Schließlich wandte sich Rurik wieder Brandolf zu und nahm ihn weiter ins Verhör. „Nach allem, was mir von meinen Männern und Euch berichtet wurde, habt Ihr … tapfer gekämpft und viele … Feinde erschlagen. Ihr wart von Beginn des Überfalls an dabei und habt alles genau beobachten können.“ Ruriks Blick forschte nach irgendeinem Hinweis in Brandolfs Augen. „Könnt Ihr Euch erklären, woher die Angreifer kamen?“
Brandolf witterte erneut Gefahr. Sorgfältig versuchte er, Ruriks Falle zu umgehen und wählte seine Worte vorsichtig.
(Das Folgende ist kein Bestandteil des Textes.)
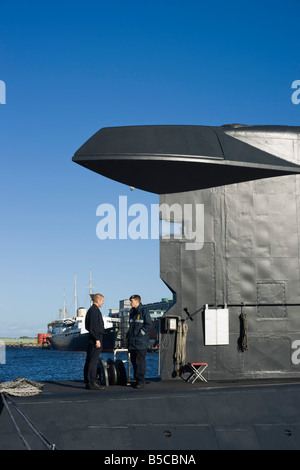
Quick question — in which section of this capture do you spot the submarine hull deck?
[0,379,300,452]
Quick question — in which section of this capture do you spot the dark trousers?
[130,349,147,382]
[84,340,101,383]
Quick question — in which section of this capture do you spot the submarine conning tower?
[73,124,300,380]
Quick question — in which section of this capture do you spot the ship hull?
[49,329,117,352]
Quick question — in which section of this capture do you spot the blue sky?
[0,0,300,337]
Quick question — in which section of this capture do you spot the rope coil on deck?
[0,377,44,397]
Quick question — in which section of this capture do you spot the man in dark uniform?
[127,295,152,389]
[84,294,104,390]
„Anscheinend waren es Nordmänner. Allerdings …“
Brandolf machte eine Pause und erst als er sich der Aufmerksamkeit aller Anwesenden sicher war, fuhr er fort:
„Allerdings muss ich gestehen, dass mir dieser Angriff der Nordmänner recht ungewöhnlich vorkam. Ein befahrbarer Fluss für ihre Langschiffe ist zu weit entfernt, als dass dies einer ihrer schnellen Raubzüge gewesen sein könnte. Tief im Landesinneren eine gut befestigte Burg anzugreifen, das entspricht nicht dem, was ich bisher über ihre Art zu kämpfen gehört habe. Üblicherweise greifen sie Dörfer, kleine Städte und Klöster in Fluss- oder Küstennähe an. Dabei schlagen sie schnell und hart zu, machen sich jedoch ebenso rasch wieder davon, da sie gegen massive Gegenwehr nicht gerüstet sind. Ihr Vorteil ist die Überraschung. Eine Burg wie diese ist für sie zu stark befestigt und die Aussicht auf schnellen Erfolg zu gering.“
Rurik senkte seinen Blick zu Boden, als er die nächsten Worte sprach: „Nun, auf Widerstand sind sie tatsächlich gestoßen, nicht zuletzt durch Euch.“
Dann hob er seinen Blick wieder und schaute Brandolf direkt in die Augen.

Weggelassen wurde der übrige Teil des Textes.